Last month, the Harnett County school board reversed its COVID-19 protocols and mandated masks in its schools.
Some said the messaging’s been mixed.
“What I’m hearing is many parents feel their children will be slighted if they go one way or the other,” said Elizabeth Crudup. “We just hope everyone stays safe, but the guidelines and mandates coming out of the local county boards and the board of education and board of commissioners needs to be clear.”
It’s led to a divide between families.
“I feel it should be a choice to make, same with vaccinations, I don’t think it should be a point where you’re forced to do anything,” said Littlejohn.
“I believe in that mandate because I got a low immunity system, and I’d hate if my grandkids were to bring it home to me,” said grandparent Arthur Griffin.
Harnett County is one of the lowest in the state for vaccinations — with just a third of its population is fully vaccinated.
“I’m vaccinated so I’m not nervous.
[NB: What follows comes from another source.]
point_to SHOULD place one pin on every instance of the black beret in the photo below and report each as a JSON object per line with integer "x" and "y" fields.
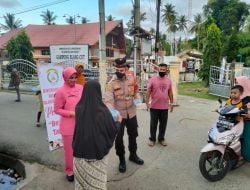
{"x": 120, "y": 62}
That’s one thing the vaccine did for me, it gave me that sigh of relief,” said Crudup.
There are no details about what school leaders are going to discuss concerning COVID-19 in the board meeting on Monday night, just that it will be an update.
The number of students and staff quarantining is about six times what it was two weeks ago.
It’s led to more remote learning, or for some students, falling behind.
“It’s kind of frustrating,” said Littlejohn. “They don’t have laptops to do work at home, so for those two or three days that they’re home, they’re already behind and we just started the school year.”
CBS 17 reached out to the district and all the board members for an interview on Monday about the meeting. No one responded.